Un geiser en plena vía pública

Varias zonas de la ciudad presentan charcos provocados por pérdidas en la red de agua potable. En una breve recorrida por el Plan 5000, Villa Santillán y el barrio Fitte este diario encontró seis roturas.
El paisaje del domingo exhibía varios charcos en las calles de Santa Rosa, pero nada tenían que ver con la lluvia del viernes, pues respondían a las incontables pérdidas que tiene la red de agua potable de la ciudad.

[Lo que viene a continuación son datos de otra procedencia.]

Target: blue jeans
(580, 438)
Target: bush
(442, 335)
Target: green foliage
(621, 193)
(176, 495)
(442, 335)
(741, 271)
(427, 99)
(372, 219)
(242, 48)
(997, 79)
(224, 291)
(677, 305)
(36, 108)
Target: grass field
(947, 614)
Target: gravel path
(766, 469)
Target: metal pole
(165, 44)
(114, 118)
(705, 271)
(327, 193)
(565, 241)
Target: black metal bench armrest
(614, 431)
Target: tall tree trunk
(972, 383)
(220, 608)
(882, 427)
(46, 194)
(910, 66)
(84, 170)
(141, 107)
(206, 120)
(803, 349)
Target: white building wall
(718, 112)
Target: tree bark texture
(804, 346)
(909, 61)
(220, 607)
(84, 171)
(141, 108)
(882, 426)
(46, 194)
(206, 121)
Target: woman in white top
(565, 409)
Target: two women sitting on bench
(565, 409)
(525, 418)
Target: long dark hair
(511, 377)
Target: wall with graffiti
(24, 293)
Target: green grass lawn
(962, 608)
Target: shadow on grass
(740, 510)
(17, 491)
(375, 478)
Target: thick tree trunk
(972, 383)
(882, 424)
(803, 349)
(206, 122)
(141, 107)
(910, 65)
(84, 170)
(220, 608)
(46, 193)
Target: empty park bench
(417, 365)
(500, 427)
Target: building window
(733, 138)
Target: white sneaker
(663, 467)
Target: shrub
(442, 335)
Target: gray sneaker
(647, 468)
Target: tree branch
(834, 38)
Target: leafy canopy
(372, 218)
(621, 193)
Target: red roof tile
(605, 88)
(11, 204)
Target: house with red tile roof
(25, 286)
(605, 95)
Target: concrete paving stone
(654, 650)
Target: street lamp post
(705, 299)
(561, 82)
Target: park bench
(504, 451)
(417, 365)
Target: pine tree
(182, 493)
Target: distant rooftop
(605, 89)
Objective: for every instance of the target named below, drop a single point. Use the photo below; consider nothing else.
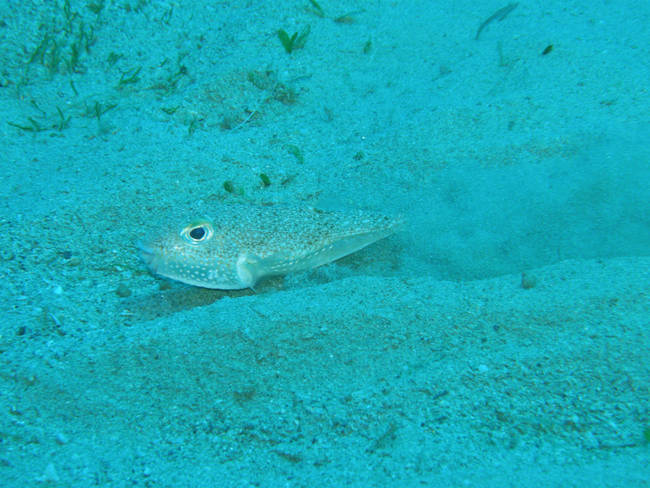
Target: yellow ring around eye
(198, 231)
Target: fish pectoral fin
(249, 269)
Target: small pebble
(49, 475)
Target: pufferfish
(243, 244)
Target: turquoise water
(499, 339)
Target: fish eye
(197, 233)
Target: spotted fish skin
(242, 244)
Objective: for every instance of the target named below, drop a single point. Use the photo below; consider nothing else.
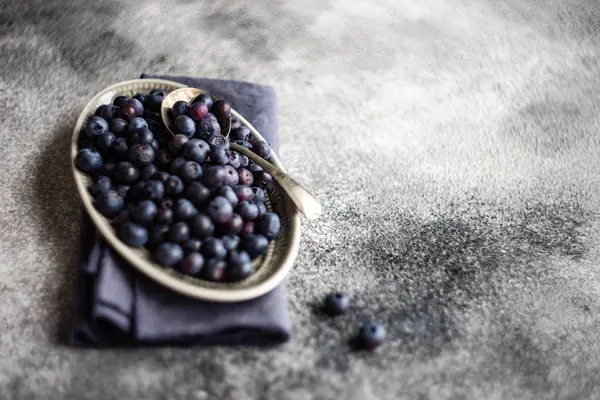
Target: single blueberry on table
(185, 125)
(105, 141)
(109, 203)
(96, 126)
(370, 336)
(184, 210)
(212, 248)
(168, 254)
(133, 234)
(145, 212)
(176, 144)
(202, 227)
(191, 264)
(179, 232)
(219, 210)
(197, 193)
(180, 107)
(88, 160)
(127, 173)
(198, 111)
(336, 304)
(196, 150)
(255, 245)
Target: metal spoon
(306, 203)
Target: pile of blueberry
(194, 203)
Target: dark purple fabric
(118, 307)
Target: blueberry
(184, 210)
(213, 270)
(218, 156)
(108, 169)
(244, 193)
(143, 97)
(127, 173)
(120, 100)
(248, 211)
(173, 185)
(235, 159)
(201, 226)
(259, 194)
(180, 107)
(233, 226)
(118, 126)
(196, 150)
(141, 154)
(158, 235)
(137, 106)
(262, 209)
(268, 225)
(148, 171)
(141, 136)
(247, 229)
(230, 242)
(215, 176)
(219, 210)
(105, 141)
(106, 111)
(109, 203)
(185, 125)
(241, 133)
(168, 254)
(96, 126)
(198, 111)
(145, 212)
(163, 159)
(239, 266)
(213, 248)
(192, 246)
(127, 112)
(262, 149)
(229, 194)
(176, 144)
(176, 164)
(235, 123)
(208, 125)
(245, 177)
(88, 160)
(136, 123)
(221, 109)
(101, 184)
(218, 141)
(179, 232)
(336, 304)
(190, 171)
(121, 148)
(370, 336)
(197, 193)
(255, 245)
(164, 216)
(123, 190)
(154, 101)
(232, 177)
(133, 234)
(203, 98)
(191, 264)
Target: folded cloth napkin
(118, 307)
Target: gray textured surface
(454, 144)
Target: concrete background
(454, 145)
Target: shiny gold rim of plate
(271, 269)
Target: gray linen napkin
(118, 307)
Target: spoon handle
(306, 202)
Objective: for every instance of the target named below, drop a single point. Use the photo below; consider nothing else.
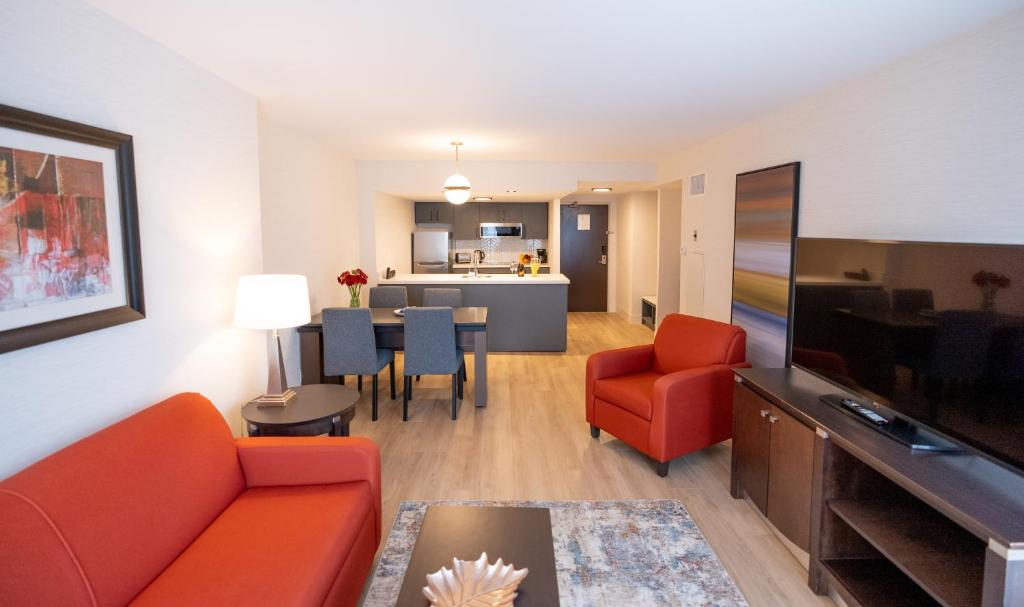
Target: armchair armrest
(312, 461)
(691, 408)
(610, 363)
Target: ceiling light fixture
(457, 186)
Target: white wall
(394, 223)
(929, 147)
(309, 219)
(198, 184)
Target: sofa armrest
(610, 363)
(691, 408)
(312, 461)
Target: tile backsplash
(501, 250)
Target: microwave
(501, 230)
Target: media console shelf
(890, 526)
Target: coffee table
(316, 408)
(517, 535)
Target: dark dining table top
(467, 318)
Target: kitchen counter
(481, 279)
(524, 314)
(484, 266)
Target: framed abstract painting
(766, 226)
(70, 258)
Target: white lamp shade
(271, 301)
(457, 189)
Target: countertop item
(481, 279)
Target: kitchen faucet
(476, 262)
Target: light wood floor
(532, 442)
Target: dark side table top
(520, 536)
(311, 402)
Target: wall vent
(697, 183)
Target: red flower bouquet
(354, 279)
(989, 283)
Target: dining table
(389, 331)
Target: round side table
(316, 408)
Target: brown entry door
(585, 256)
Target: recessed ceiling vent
(697, 183)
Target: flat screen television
(932, 331)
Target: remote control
(864, 412)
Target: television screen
(933, 331)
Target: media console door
(772, 464)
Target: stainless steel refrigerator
(430, 253)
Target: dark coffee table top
(517, 535)
(311, 402)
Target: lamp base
(275, 399)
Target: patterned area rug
(643, 553)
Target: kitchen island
(524, 314)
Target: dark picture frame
(134, 307)
(768, 327)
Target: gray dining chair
(388, 297)
(350, 347)
(430, 349)
(444, 298)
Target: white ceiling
(542, 80)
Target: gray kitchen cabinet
(467, 222)
(434, 213)
(489, 213)
(535, 222)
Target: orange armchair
(671, 397)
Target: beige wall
(637, 246)
(309, 218)
(927, 148)
(393, 225)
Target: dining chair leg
(407, 388)
(393, 394)
(455, 402)
(374, 399)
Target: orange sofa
(166, 508)
(670, 397)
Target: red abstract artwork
(53, 241)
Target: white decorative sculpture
(474, 583)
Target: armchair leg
(391, 371)
(455, 402)
(404, 397)
(374, 398)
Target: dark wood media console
(885, 525)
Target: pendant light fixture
(457, 186)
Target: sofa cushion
(633, 392)
(273, 546)
(105, 515)
(687, 342)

LA ARENA asistió ayer a una vivienda de la calle Wilde 1.076, casi Pío XII, donde una especie de geiser le daba a la vereda un aspecto inusual. Fue alrededor de las 10 de la mañana. Minutos después, una cuadrilla de la Dirección de Hidráulica resolvió el problema, aunque los vecinos repitieron lo que usualmente suele escucharse en estos casos: "Vienen lo arreglan y a los pocos días se vuelve a romper".

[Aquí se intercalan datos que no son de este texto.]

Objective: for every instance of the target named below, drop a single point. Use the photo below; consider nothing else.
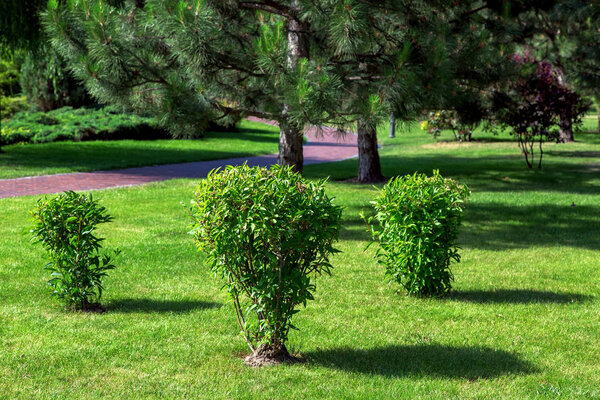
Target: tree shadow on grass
(498, 226)
(517, 296)
(424, 360)
(158, 306)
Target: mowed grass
(251, 138)
(523, 320)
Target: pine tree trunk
(290, 146)
(565, 134)
(290, 137)
(369, 166)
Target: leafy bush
(65, 226)
(265, 232)
(67, 124)
(447, 120)
(534, 105)
(416, 221)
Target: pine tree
(298, 62)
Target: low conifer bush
(416, 223)
(65, 226)
(267, 233)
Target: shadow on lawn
(158, 306)
(517, 296)
(498, 226)
(424, 360)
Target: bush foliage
(416, 222)
(437, 121)
(267, 233)
(65, 226)
(68, 124)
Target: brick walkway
(328, 147)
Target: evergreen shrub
(416, 222)
(65, 226)
(82, 124)
(267, 233)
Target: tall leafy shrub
(267, 233)
(416, 222)
(65, 226)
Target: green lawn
(522, 322)
(52, 158)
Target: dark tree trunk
(290, 146)
(290, 137)
(369, 166)
(565, 133)
(269, 355)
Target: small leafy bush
(65, 226)
(9, 106)
(447, 120)
(416, 222)
(267, 233)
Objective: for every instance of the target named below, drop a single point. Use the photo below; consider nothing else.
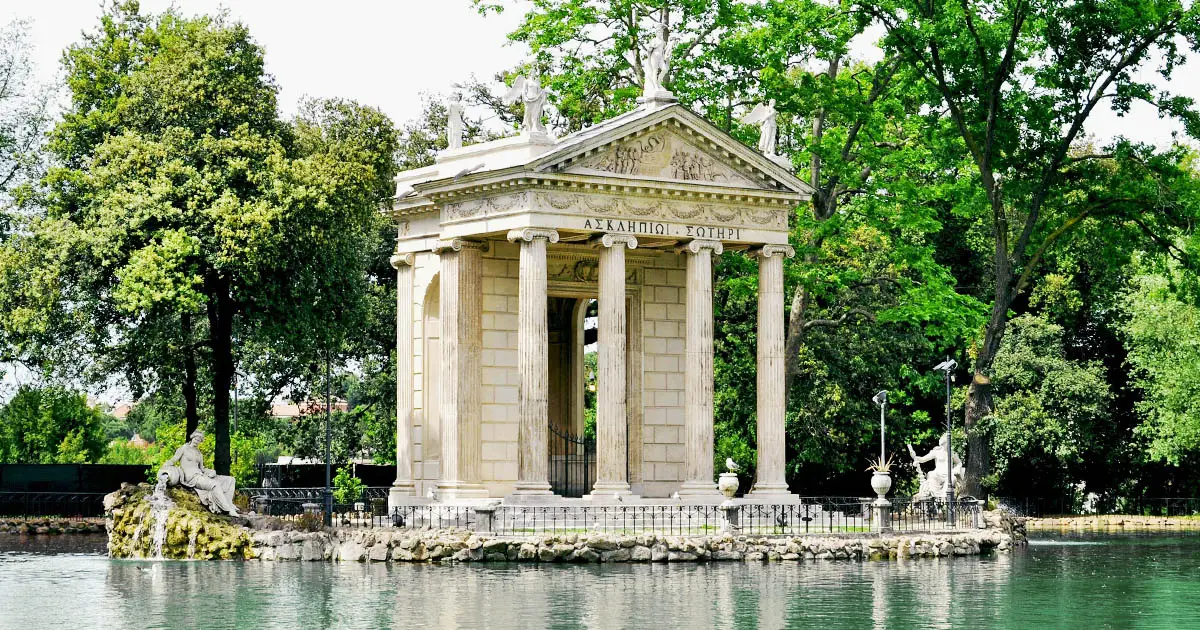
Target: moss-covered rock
(192, 531)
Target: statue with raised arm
(186, 469)
(765, 117)
(933, 484)
(528, 90)
(454, 121)
(654, 67)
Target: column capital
(529, 234)
(399, 259)
(767, 251)
(695, 246)
(460, 245)
(609, 240)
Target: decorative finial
(454, 121)
(654, 70)
(529, 91)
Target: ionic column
(771, 485)
(462, 340)
(699, 371)
(612, 420)
(533, 343)
(403, 485)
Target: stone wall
(52, 526)
(461, 545)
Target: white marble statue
(765, 117)
(933, 484)
(454, 123)
(654, 67)
(528, 90)
(186, 468)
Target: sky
(378, 53)
(388, 53)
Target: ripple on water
(1050, 585)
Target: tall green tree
(51, 425)
(181, 214)
(1014, 84)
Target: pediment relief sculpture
(663, 155)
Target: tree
(1051, 415)
(181, 213)
(51, 425)
(1014, 84)
(1163, 335)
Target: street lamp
(329, 437)
(881, 399)
(947, 369)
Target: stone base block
(771, 497)
(461, 491)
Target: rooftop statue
(765, 117)
(528, 90)
(454, 123)
(654, 67)
(933, 485)
(186, 469)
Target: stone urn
(881, 483)
(729, 484)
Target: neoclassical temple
(501, 249)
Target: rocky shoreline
(461, 545)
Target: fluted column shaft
(699, 370)
(533, 364)
(771, 384)
(612, 418)
(462, 340)
(403, 267)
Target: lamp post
(329, 415)
(947, 369)
(881, 399)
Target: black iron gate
(573, 463)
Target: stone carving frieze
(663, 209)
(485, 205)
(663, 155)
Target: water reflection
(1125, 583)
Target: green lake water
(1067, 582)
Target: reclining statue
(933, 484)
(186, 468)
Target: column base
(532, 493)
(701, 492)
(400, 497)
(460, 490)
(772, 495)
(610, 490)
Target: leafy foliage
(51, 425)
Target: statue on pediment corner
(528, 90)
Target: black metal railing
(673, 520)
(61, 504)
(571, 463)
(811, 516)
(931, 515)
(311, 493)
(1051, 507)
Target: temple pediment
(663, 155)
(670, 144)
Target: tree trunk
(191, 408)
(221, 340)
(979, 403)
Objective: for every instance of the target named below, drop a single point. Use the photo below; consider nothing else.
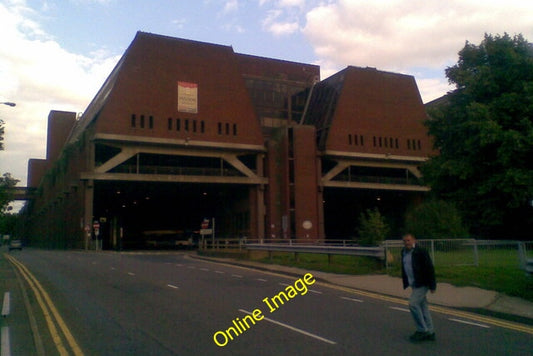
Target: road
(173, 304)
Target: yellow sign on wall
(188, 97)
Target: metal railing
(467, 252)
(331, 247)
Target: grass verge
(508, 278)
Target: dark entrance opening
(141, 215)
(343, 207)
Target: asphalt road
(173, 304)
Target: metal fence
(467, 252)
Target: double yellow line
(50, 313)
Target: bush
(435, 219)
(372, 228)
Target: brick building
(183, 130)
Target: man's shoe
(418, 336)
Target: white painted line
(5, 348)
(6, 305)
(470, 323)
(400, 309)
(352, 299)
(293, 328)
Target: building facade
(182, 131)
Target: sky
(56, 54)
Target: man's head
(409, 241)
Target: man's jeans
(418, 305)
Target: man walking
(419, 274)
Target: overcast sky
(55, 54)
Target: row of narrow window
(142, 121)
(414, 145)
(186, 125)
(178, 124)
(388, 142)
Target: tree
(435, 219)
(483, 131)
(6, 184)
(372, 227)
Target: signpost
(96, 229)
(208, 230)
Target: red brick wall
(60, 124)
(147, 85)
(379, 112)
(306, 181)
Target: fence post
(433, 251)
(522, 254)
(476, 254)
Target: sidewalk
(446, 294)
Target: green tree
(435, 219)
(6, 184)
(372, 227)
(483, 131)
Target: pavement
(468, 298)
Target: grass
(498, 269)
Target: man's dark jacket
(423, 270)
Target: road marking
(470, 323)
(49, 311)
(293, 328)
(6, 305)
(400, 309)
(4, 341)
(352, 299)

Otro grupo de vecinos adoptó una actitud activa ante lo que consideraron la inacción de los responsables de reparar las roturas. Sobre la calle General Acha, casi Wilde, dos frentistas tomaron las herramientas que tenían a mano, cavaron y arreglaron la cañería para terminar con una pérdida que llevaba días derramando litros y litros de agua.

"El otro día vinieron acá, al lado, arreglaron otra pérdida, y ésta, que tenían a dos metros de la otra, la dejaron así", se quejó uno de ellos, pala en mano. A pocas cuadras de allí, en Pío XII 1.243, casi Pasteur, otra vereda derramaba un caudal nada desdeñable de líquido.

Línea municipal.

A metros de ese lugar se veía otro charco que avanzaba por el cordón cuneta. El mismo llevaba hasta la calle José Ingenieros 1175 donde un vecino tenía una naciente en su vereda. "Vinieron y me lo arreglaron, pero me aclararon que la pérdida está de la línea municipal hacia adentro. Ahora se volvió a romper y me voy a poner yo a arreglarlo", explicó el dueño de casa.

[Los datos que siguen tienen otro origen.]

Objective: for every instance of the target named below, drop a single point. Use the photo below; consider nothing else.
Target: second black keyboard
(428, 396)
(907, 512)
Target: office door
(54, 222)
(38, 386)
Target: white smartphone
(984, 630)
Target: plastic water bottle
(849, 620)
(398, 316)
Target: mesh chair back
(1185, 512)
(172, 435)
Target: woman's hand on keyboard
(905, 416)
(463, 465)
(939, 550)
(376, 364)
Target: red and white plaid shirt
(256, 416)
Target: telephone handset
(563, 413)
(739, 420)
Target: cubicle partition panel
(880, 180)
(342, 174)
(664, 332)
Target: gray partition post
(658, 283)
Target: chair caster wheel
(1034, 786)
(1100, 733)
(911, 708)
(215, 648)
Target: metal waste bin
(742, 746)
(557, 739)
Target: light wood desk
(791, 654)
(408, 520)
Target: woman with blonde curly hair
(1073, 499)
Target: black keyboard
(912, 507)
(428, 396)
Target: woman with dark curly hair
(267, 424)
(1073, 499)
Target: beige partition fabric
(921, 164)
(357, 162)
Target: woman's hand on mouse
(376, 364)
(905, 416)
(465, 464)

Siguiendo por la misma calle, rumbo al centro de la ciudad, a metros de la esquina con Bolivia, desde el asfalto brotaban litros y litros. "Ya llamé a reclamos y al número de Obras Sanitarias, pero todavía no vinieron", explicó un hombre mayor, mientras el cronista gráfico de este diario tomaba fotografías.

Sobre la calle Mariano Aguilera, casi Elpidio Pérez, en pleno barrio Fitte, otro charco crecía a media mañana de ayer. "Es el caño que lleva el agua desde el troncal hasta el baño de la casita del placero, en la Plaza Mitre. Vienen lo arreglan y se les vuelve a romper en otro lado. No sé por qué no cambian el caño completo y listo. No es demasiado largo", protestó un frentista.

La mayoría de los vecinos que hablaron con este diario se quejaron por el derroche de agua. "Se está perdiendo dinero", dijo uno de ellos. "Tanto que nos dicen que hay que cuidar el agua...", añadió otro.